LESSON 1: Creating and Verifying HASL Model for Steroids



  1. Invoke SYBYL
  2. To begin this lesson, type source $HASL_DEMO to the unix cshell prompt. This script makes a new directory in your account titled "hasl4.0S_demo" which has soft links to the master HASL tutorial directory. Type cd hasl4.0S_demo to change to this new tutorial directory. Then enter the command sybyl to load and run SYBYL.

  3. Create a SYBYL Molecular Spreadsheet with the steroid data set loaded.
  4. From the menubar, choose the File, Molecular Spreadsheet pulldown and select New... The Data Source is Database. The Database Selection dialog appears. In the Database containing molecules: text window enter $TA_DEMO and press Search Directory. Select jacs.mdb and press Open. This should bring up a Molecular Spreadsheet (MSS) with the 21 steroid molecules identified in the rows of the MSS. Now to load the activity data. From File (on the MSS menubar) select Import... Change the Format to Tripos and press the ... button next to the File: text box. In the any_file dialog enter $TA_DEMO as A name of the existing file. and press carriage return. From the resulting Files: list select cbg.tripos and press OK. Press Import on the Import JACS dialog. The CBG (Corticosteroid Binding Globulin) data has been loaded into column 1 of the MSS.

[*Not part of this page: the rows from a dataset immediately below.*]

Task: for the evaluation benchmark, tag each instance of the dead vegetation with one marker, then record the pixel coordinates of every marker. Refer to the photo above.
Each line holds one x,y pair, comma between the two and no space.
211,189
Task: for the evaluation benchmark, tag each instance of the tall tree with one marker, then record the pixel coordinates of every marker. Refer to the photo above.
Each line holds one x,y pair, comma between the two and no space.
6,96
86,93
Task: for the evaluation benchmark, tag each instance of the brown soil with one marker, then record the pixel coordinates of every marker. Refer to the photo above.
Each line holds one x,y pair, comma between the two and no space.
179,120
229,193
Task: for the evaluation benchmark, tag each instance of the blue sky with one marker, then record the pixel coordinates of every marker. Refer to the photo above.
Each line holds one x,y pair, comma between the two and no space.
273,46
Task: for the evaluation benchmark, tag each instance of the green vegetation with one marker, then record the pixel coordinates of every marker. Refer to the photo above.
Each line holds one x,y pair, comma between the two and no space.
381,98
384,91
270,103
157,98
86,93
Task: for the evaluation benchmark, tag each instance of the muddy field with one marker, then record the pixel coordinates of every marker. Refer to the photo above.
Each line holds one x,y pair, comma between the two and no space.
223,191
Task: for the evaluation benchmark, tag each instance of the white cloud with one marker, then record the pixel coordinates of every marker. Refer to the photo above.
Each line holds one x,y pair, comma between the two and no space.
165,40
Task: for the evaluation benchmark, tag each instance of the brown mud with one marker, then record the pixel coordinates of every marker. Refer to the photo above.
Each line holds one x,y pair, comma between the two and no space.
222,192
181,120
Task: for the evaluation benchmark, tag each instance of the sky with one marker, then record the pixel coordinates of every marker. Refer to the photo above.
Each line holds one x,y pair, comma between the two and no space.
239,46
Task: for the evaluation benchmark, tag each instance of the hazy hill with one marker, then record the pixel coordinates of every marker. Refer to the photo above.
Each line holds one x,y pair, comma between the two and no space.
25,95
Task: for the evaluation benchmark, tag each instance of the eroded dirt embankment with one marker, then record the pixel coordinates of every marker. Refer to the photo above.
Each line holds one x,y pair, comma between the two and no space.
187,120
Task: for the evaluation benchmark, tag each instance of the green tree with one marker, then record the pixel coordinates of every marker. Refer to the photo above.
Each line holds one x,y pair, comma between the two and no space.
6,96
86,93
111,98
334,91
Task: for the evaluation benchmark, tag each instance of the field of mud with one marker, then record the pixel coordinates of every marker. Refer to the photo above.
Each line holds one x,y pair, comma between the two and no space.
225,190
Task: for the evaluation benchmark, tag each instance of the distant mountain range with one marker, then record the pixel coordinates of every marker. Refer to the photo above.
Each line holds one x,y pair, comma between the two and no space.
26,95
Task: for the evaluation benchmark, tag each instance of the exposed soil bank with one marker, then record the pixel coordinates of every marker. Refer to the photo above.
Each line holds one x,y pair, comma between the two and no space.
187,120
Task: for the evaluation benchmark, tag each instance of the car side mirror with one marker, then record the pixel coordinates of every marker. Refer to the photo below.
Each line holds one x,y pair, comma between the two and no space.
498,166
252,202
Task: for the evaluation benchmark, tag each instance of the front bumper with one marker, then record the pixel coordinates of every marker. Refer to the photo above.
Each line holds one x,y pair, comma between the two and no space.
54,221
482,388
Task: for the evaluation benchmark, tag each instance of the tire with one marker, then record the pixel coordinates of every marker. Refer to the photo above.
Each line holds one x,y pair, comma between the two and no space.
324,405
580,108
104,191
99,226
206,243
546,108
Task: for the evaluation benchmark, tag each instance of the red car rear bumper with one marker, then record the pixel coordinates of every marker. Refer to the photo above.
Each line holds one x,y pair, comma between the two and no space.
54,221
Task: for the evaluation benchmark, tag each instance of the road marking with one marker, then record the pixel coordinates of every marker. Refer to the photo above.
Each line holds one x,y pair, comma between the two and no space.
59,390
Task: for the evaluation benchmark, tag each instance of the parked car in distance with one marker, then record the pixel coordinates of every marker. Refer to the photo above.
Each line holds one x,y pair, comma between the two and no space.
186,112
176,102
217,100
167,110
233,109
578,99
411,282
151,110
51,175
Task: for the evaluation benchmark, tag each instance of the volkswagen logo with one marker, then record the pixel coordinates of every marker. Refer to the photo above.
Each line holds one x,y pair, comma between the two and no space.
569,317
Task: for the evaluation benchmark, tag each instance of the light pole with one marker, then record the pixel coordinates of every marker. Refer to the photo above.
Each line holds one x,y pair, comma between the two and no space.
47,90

  5. Add a "Basic" HASL column to the Molecular Spreadsheet.
  6. Press the AutoFill button on the MSS and select Column from the Option menu. Select HASLMODEL as the New column type and press OK. The Add Column (HASL) dialog contains options for optimizing and customizing the individual molecular lattices that will be later merged into the HASL model. In the present case we will use the simplest case, setting HASL Source: to be Use Basic H-Val Parameters. Press the Edit Basic Atomic H-Val Parameters.. button and examine this parameter set with the Edit Basic HASL H-Val Parameters dialog. Each atom type has one of three values {+1 0 -1}denoted by the three button radio sets. Note that you can change these values for the current session. You also have the options: Reset to Program Default, Reset to Personal Default or Save Current as Personal Default. Do not change anything now, press Cancel to return to the main HASL dialog.

    Hydrogen Treatment: is a description of how the program deals with hydrogens. There are up to three options, although one of them, United, is unavailable when using the Basic H-Val Parameter set. All means all atoms are calculated explicitly; Essential means all hydrogens on Polar atoms (N, O, P, S) are calculated explicitly, but hydrogens on carbons are implicitly included with their "heavy" atoms as united atom types; United means all hydrogens are implicitly included with their "heavy" atoms as united atom types. The H-Val Gain Factor is a numerical constant to be multiplied by the H-Vals imported as partial charges, from HINT, or from Molconn-Z. It is important that the resulting parameters lie in the approximate range of +5 to -5. The H-Val Gain Factor is inactive when using Basic or Advanced H-Val parameters.

    The HASL Region: is the dimensions of the lattice over which all molecules in the set will be calculated. By far the easiest method for this is to Pre-Calculate as Union... This calls the Calculate SYBYL Region Automatically dialog. Set the Spacings for X, Y and Z to be 1.5 A and leave the Margins for X, Y and Z at 4 A. Enter as a SYBYL Region File jacs.rgn. Press OK. The SYBYL Region File text box on the main HASL dialog should be filled with jacs.rgn after a brief calculation. The last item to deal with is HASL Model File. This is the name of a file that will maintain records of how this and subsequent calculations in the present session were performed. It is important that this be a reasonable name that indicates the data set used and other features of the calculation. For the present case enter jacs.hsl and press OK to AutoFill the HASL column in the MSS. The suggested HASL Column heading of HASL2 is fine.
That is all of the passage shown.